Bronzeamento artificial cresce nesta época do ano e há muitas clínicas fazendo o serviço de forma clandestina.

Desde julho de 2022 que as câmaras de bronzeamento artificial não podem mais ser utilizadas para fins estéticos no país. A Anvisa – Agência Nacional de Vigilância Sanitária publicou na época a resolução RDC 56/09 que proíbe, além do uso, a importação, o recebimento em doação, aluguel e a comercialização desses equipamentos.

A medida foi motivada pelo surgimento de novos indícios de agravos à saúde relacionados com o uso das câmaras de bronzeamento. Um grupo de trabalho da Iarc – Agência Internacional para Pesquisa sobre Câncer, ligada à Organização Mundial da Saúde, noticiou a inclusão da exposição às radiações ultravioleta na lista de práticas e produtos carcinogênicos para humanos.

De acordo com a Anvisa não houve prazo de transição. A decisão da Agência também foi motivada pela constatação de que os equipamentos não contam com manutenção adequada e têm sido utilizados sem controle.

“Não se conseguiu comprovar nenhum benefício que justificasse a manutenção no mercado de um produto que comprovadamente causa câncer”, explicou a Anvisa.

O estudo da Iarc indica que a prática do bronzeamento artificial aumenta em 75% o risco do desenvolvimento de melanoma em pessoas que se submetem ao procedimento até os 35 anos de idade.
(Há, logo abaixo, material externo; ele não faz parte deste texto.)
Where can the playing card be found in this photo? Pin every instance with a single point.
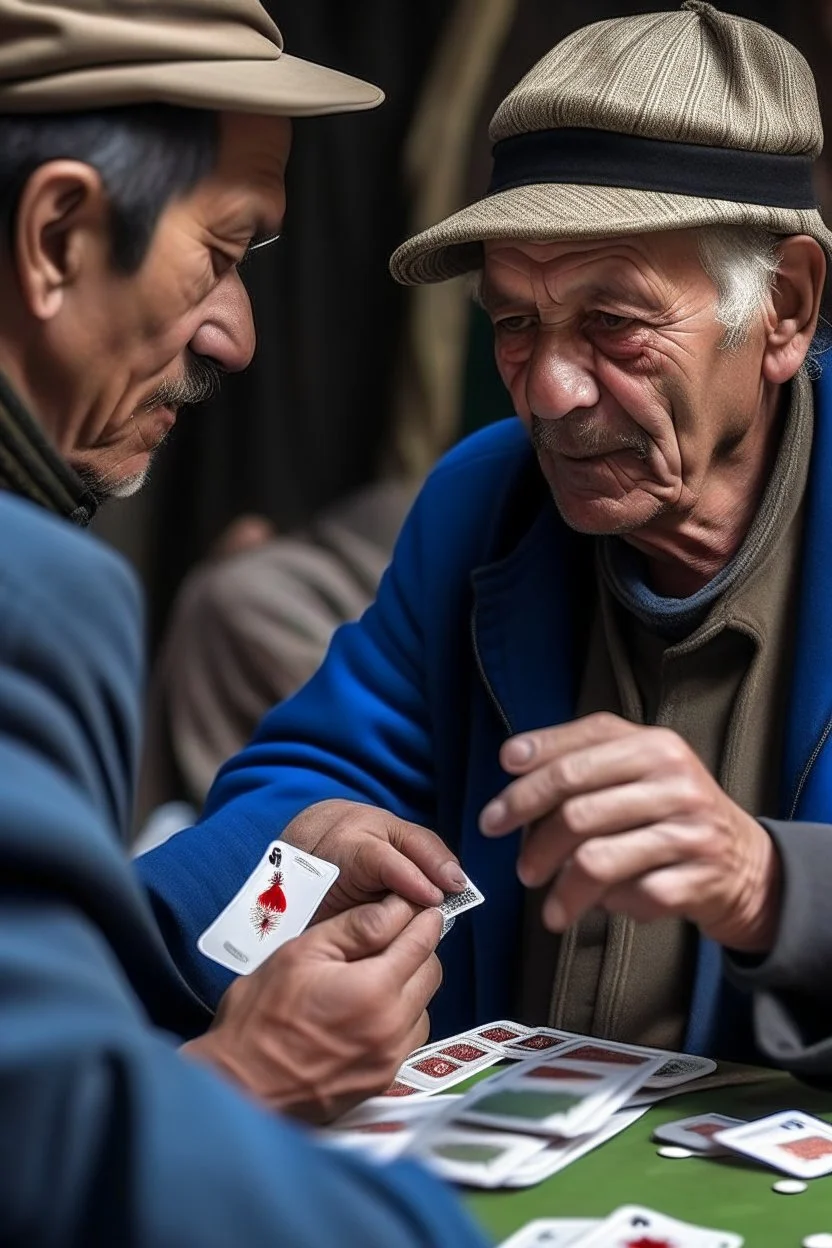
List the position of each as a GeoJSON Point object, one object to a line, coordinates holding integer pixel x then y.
{"type": "Point", "coordinates": [697, 1132]}
{"type": "Point", "coordinates": [635, 1227]}
{"type": "Point", "coordinates": [561, 1151]}
{"type": "Point", "coordinates": [680, 1068]}
{"type": "Point", "coordinates": [535, 1041]}
{"type": "Point", "coordinates": [384, 1128]}
{"type": "Point", "coordinates": [479, 1158]}
{"type": "Point", "coordinates": [458, 902]}
{"type": "Point", "coordinates": [550, 1233]}
{"type": "Point", "coordinates": [554, 1097]}
{"type": "Point", "coordinates": [792, 1141]}
{"type": "Point", "coordinates": [439, 1066]}
{"type": "Point", "coordinates": [676, 1068]}
{"type": "Point", "coordinates": [500, 1032]}
{"type": "Point", "coordinates": [276, 904]}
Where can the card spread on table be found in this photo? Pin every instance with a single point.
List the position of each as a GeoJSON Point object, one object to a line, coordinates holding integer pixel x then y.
{"type": "Point", "coordinates": [458, 902]}
{"type": "Point", "coordinates": [561, 1151]}
{"type": "Point", "coordinates": [479, 1158]}
{"type": "Point", "coordinates": [792, 1141]}
{"type": "Point", "coordinates": [697, 1132]}
{"type": "Point", "coordinates": [551, 1233]}
{"type": "Point", "coordinates": [555, 1096]}
{"type": "Point", "coordinates": [276, 902]}
{"type": "Point", "coordinates": [635, 1227]}
{"type": "Point", "coordinates": [450, 1061]}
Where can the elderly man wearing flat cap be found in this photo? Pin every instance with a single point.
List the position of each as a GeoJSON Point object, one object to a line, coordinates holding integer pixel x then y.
{"type": "Point", "coordinates": [600, 667]}
{"type": "Point", "coordinates": [142, 149]}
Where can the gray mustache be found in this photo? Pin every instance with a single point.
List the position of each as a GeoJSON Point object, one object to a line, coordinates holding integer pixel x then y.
{"type": "Point", "coordinates": [583, 436]}
{"type": "Point", "coordinates": [200, 383]}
A resolução da Anvisa também afirma que não existem benefícios que se contraponham aos riscos decorrentes do uso estético das câmaras de bronzeamento. No país existe apenas uma câmara de bronzeamento registrada.

A proibição não se aplica aos equipamentos com emissão de radiação ultravioleta destinados a tratamento médico ou odontológico. Antes da decisão da Anvisa, o tema foi discutido com a sociedade em uma consulta pública e uma audiência pública, realizadas em setembro deste ano.

As empresas que não cumprirem a decisão estão sujeitas a penalidades que vão de advertência, interdição até multas de R$ 2 mil a R$ 1,5 milhão.